A primal sound emerged from Laura. No amount of mellow meditation and breathing techniques under Mike’s tutelage could stop the baby that was barreling out of her birth canal now. A sound like an opera singer being stabbed to death in the middle of an aria poured out of Laura’s mouth as she stood, legs wide like a sumo wrestler’s. Her face turned a pinkish-purple Josie thought wasn’t quite found in nature anywhere but childbirth.

“You are likely complete. Laura,” she said, quietly, “you can start pushing now.”

“She beat you to it,” Dylan muttered, holding Laura’s upper arm to give her support.

“I want an epidural!” Laura said, panting after the contraction had subsided. Sherri casually crawled on the floor, under Laura, placing Chux pads beneath her to mop up the fluids, mixed with a tinge of blood, that were coming out in waves as the contraction bore down, then subsided. Josie would have thought the midwife was watering a plant, not monitoring a patient, given her neutral, calm countenance.

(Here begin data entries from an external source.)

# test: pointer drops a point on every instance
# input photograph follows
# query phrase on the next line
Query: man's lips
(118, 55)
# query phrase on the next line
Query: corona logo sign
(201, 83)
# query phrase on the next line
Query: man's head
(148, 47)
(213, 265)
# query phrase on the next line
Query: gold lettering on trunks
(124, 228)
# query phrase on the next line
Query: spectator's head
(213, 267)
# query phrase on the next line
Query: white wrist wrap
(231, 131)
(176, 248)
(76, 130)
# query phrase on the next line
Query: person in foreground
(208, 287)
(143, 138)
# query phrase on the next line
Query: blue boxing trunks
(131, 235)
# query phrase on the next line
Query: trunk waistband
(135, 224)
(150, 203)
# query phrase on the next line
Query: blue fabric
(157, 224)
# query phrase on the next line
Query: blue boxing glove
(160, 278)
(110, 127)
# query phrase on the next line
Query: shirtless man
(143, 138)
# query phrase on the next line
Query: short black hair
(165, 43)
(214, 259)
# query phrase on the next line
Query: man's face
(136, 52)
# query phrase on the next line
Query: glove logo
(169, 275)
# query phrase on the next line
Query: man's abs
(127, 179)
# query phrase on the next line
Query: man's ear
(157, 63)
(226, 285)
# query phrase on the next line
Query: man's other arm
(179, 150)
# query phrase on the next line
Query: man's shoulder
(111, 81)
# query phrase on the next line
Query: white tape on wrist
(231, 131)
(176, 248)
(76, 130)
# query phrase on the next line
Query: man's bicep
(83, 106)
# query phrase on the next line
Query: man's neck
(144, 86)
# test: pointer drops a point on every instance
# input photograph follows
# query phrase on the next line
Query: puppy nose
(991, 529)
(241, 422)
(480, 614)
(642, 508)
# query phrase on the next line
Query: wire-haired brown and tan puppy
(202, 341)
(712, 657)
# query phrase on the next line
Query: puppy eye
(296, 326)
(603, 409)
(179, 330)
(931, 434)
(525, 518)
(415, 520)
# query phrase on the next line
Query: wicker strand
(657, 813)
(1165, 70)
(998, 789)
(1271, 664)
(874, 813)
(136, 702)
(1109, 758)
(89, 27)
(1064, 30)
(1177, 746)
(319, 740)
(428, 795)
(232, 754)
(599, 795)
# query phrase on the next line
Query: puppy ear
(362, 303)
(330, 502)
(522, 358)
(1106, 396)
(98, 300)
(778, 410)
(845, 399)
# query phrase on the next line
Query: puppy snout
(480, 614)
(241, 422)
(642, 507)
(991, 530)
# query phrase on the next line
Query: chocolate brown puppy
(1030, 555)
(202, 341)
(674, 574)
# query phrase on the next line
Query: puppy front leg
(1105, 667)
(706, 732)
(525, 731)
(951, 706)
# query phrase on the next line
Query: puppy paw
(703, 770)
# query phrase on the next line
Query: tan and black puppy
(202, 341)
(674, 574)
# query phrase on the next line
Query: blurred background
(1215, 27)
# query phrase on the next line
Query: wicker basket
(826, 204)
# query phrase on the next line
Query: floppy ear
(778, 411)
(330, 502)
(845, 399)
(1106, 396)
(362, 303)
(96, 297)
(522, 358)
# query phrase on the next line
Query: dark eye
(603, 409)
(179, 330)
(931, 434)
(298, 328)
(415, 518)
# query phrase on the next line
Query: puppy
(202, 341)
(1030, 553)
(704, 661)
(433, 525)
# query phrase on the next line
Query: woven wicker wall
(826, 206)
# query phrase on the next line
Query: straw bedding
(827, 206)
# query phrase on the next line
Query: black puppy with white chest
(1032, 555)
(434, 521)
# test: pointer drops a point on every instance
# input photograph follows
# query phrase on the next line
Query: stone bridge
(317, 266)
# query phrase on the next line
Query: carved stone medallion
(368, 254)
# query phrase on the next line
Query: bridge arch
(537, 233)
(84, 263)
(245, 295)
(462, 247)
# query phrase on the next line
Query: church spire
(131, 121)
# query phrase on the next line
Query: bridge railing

“It’s a little late for that, honey,” Mike explained, standing behind Laura now, arms ready to slide under hers and catch her.

“But I don’t—oh, not more!” She moaned, her head dipping down, breathing slowing as the contraction made her belly tighten, and Josie swore she could see the baby descend, Laura’s na**d belly on display for everyone now, her navel roiling as the womb tightened so fast and so hard it made Josie wince. The strangled soprano sound came forth again, Mike now holding Laura up, arms under her armpits as she let him support her.

“That’s it. That’s it,” he soothed.

“I can’t do this!”

“You are doing it,” Josie interjected. “You are doing it, Laura.” Laura shot her a look of exhausted resignation, a contradictory look. Nothing could save her from what was coming in these next few minutes, and she knew it, Josie knew it—everyone in the room knew it. Paralyzed and horrified, Josie realized her entire role right now distilled down to one, simple job: to usher Laura through the most barbaric pain ever, a pre-condition for meeting her baby daughter. That was it. She couldn’t soothe her, or take any of the pain away, or crack jokes to help Laura relax. This was real life, stretching back to the dawn of man, this baby entering the world the same way countless humans had before them, and no amount of intervention right this second could give Josie any power to alleviate Laura’s suffering.

The room began to spin and Josie reached out, grabbing onto the arm of a chair. She had never been queasy in her life in a medical situation, but right now was different. This wasn’t just some random medical situation, some kid who’d cut his head open, or some Alzheimer’s patient who needed ambulatory care or a diaper change. This wasn’t an emergency appendectomy or a gunshot wound; it was her best friend having a baby. And right now, as Laura bore down, her body folding in half, Dylan and Mike supporting her, a nurse and Sherri pulling on her knees, so that the baby’s head could emerge, Josie began a slow descent into a faint.

Strong hands wrapped around her ribcage and guided her to a chair.

“It’s okay,” Alex murmured in her ear, his voice comforting and solid. “You’re fine.”

He settled her in place and gently pushed her head down between her knees. “I’ll be right back,” he said.